Obama’s words ring true in Butler County, where a handful of mostly Democrats continue to clamor for their right to be heard during meetings of the county board of commissioners. They say commissioners Chairman Bill McCarrier is shutting off vital debate by limiting the public comment portion of the meeting to items already on the agenda.

One Democratic official says McCarrier’s tight rein on the debate has turned commissioner meetings “into a poor adaption of ‘The Gong Show’ from the ’70s.” Democrat committeeman David Kerr, in a letter to the editor published Monday, called the game show atmosphere“entertaining,” but he added, “there is meanness and a bully quality about the partisan censorship dished out by McCarrier.”

It’s not as though the Democrats don’t have an elected representative on the board of commissioners. Nearly 12,000 of them voted for Jim Eckstein in the 2011 election.

“I’m humbled by the win,” Eckstein said on that election night as he learned that he had prevailed. “I’m going to do what’s best for the community. I represent the constituents.”

It should be a simple matter, then, for any constituent — and especially those of Eckstein’s Democratic Party — to approach Eckstein, their representative, with matters that should be discussed or even placed on the meeting agenda. And as their representative, Eckstein has a duty to see that their concerns are heard. He said so himself.

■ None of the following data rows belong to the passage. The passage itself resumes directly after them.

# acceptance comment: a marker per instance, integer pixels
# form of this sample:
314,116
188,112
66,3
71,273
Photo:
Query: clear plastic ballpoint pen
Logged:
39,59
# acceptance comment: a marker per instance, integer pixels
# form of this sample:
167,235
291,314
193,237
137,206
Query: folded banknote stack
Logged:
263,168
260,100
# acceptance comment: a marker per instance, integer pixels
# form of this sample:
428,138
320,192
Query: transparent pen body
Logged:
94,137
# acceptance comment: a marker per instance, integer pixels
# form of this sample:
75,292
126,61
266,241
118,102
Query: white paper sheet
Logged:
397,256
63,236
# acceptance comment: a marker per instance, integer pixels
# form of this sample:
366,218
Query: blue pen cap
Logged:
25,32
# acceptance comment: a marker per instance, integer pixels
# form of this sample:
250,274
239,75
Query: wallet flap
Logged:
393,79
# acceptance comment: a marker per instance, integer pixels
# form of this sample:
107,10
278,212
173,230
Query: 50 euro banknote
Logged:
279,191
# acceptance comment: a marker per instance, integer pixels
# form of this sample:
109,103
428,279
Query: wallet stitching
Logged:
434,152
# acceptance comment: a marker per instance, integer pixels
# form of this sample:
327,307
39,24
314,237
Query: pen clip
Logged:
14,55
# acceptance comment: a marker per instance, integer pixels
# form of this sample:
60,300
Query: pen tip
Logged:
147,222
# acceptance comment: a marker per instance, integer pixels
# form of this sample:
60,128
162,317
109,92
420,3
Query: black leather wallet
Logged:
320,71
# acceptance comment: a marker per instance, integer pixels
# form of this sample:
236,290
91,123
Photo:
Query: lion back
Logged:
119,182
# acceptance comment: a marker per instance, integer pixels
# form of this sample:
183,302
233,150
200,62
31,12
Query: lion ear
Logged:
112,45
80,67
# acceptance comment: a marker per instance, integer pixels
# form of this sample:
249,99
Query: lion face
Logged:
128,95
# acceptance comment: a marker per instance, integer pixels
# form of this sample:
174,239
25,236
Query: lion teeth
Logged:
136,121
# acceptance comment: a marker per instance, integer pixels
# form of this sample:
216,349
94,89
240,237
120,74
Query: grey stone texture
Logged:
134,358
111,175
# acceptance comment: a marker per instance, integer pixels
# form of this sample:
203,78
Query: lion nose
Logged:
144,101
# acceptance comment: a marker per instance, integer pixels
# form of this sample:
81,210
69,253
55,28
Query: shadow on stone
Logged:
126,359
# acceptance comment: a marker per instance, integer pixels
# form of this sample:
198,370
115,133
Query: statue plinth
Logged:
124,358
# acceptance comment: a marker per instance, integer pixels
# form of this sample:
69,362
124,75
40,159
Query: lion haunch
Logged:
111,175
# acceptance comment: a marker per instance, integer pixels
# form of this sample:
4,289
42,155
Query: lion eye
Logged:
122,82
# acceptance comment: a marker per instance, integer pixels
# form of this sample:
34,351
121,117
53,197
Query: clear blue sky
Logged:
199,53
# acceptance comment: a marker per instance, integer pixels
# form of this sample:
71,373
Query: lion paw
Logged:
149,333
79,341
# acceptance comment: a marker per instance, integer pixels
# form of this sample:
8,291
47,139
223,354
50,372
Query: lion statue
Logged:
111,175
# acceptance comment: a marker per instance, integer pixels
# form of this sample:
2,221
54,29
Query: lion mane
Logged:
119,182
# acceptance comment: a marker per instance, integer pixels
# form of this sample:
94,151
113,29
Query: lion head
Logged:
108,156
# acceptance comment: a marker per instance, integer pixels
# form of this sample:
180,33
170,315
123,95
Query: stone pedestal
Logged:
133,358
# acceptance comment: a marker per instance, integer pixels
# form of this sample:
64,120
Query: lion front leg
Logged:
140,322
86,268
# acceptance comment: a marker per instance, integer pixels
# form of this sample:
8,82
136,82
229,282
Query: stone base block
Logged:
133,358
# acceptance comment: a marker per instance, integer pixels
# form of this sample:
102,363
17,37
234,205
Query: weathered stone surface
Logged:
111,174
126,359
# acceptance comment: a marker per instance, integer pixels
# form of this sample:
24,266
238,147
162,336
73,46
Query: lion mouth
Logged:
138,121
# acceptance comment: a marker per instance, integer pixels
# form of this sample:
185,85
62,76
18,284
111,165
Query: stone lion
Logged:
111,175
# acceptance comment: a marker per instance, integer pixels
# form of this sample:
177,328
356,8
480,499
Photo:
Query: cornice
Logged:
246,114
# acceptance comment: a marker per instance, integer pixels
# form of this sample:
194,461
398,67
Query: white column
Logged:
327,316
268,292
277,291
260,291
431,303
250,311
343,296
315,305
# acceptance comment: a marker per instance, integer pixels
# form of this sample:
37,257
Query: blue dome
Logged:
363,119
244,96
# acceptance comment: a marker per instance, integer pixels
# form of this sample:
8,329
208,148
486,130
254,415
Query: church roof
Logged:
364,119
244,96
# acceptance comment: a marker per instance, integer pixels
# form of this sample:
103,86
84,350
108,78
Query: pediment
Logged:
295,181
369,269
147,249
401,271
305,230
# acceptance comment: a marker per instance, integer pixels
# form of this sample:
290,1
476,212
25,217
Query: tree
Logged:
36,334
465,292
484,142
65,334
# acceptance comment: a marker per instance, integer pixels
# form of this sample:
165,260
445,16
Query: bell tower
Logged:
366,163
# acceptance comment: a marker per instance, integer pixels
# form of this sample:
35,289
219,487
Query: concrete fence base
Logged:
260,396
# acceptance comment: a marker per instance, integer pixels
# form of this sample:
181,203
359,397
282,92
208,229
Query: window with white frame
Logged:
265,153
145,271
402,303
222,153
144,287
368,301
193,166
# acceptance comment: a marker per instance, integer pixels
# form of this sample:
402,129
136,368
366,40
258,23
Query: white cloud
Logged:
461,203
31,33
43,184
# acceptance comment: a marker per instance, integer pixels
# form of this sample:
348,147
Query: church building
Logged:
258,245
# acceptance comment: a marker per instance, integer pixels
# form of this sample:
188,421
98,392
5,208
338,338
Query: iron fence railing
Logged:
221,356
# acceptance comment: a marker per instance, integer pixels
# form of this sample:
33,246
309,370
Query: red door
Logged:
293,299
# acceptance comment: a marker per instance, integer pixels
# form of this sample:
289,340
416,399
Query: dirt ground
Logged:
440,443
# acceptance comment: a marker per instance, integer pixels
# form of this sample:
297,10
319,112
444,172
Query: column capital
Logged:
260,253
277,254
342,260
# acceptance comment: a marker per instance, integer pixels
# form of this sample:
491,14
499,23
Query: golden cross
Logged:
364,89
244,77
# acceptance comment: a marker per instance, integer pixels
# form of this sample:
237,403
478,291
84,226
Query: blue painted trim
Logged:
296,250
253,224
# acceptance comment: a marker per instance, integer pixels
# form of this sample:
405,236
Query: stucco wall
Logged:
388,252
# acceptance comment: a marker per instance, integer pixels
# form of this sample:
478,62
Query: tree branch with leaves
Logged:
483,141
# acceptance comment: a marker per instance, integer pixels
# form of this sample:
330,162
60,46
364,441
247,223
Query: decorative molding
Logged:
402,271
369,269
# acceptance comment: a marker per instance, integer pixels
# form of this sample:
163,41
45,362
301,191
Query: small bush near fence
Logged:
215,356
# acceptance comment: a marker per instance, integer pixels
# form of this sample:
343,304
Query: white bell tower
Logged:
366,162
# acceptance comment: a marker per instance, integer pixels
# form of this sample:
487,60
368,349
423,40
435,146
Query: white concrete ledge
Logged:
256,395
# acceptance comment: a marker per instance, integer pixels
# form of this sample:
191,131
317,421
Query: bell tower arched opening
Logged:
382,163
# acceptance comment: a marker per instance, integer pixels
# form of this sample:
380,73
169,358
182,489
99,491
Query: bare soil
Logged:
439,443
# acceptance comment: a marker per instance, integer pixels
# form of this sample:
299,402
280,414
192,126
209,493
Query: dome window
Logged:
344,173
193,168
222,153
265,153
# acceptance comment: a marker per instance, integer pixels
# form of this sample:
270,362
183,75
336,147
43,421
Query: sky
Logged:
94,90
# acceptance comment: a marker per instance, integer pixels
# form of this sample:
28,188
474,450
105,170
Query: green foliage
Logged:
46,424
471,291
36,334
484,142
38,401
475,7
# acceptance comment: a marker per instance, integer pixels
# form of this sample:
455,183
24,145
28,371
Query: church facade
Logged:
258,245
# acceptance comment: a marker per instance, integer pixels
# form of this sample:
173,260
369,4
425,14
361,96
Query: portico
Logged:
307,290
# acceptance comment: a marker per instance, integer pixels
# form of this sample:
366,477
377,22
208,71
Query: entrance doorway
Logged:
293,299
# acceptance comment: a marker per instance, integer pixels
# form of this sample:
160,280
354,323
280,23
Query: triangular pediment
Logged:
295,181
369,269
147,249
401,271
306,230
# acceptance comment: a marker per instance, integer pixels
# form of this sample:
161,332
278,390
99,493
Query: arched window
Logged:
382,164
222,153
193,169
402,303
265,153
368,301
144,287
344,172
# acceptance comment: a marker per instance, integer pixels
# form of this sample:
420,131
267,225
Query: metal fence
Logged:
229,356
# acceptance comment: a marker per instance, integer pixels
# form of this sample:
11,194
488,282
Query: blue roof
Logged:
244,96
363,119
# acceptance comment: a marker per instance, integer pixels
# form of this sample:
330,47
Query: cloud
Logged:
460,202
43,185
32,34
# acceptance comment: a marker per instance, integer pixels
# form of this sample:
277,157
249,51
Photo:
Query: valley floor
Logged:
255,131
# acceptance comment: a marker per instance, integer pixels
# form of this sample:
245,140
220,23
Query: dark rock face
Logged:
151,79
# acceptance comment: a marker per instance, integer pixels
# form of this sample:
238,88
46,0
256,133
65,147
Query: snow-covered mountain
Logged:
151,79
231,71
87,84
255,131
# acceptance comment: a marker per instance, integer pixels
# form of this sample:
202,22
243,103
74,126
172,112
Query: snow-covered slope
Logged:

Sadly, it hasn’t worked out that way.

If the constituents have been reading the Butler Eagle reports about the commissioners, or watched the video recorded proceedings on the public access channel, they can clearly see that’s not what is happening. The meetings tend to be contentious, fraught with tension and overly theatrical — like the game-show farce Kerr’s letter describes.

It’s no wonder McCarrier took action.

For all the clamor they make about the constitutional right to be heard, the Democrats brought this situation on themselves. They elected a representative who is more enamored of the theatrics than he is of being their representative and communicating their interests.

As Obama said, elections have consequences.

In a representative democracy, the will of the voters should be voiced through their representatives. It’s why we elect them in the first place.

That’s a fundamental reality for every Butler County voter to consider as the 2015 commissioner elections approach.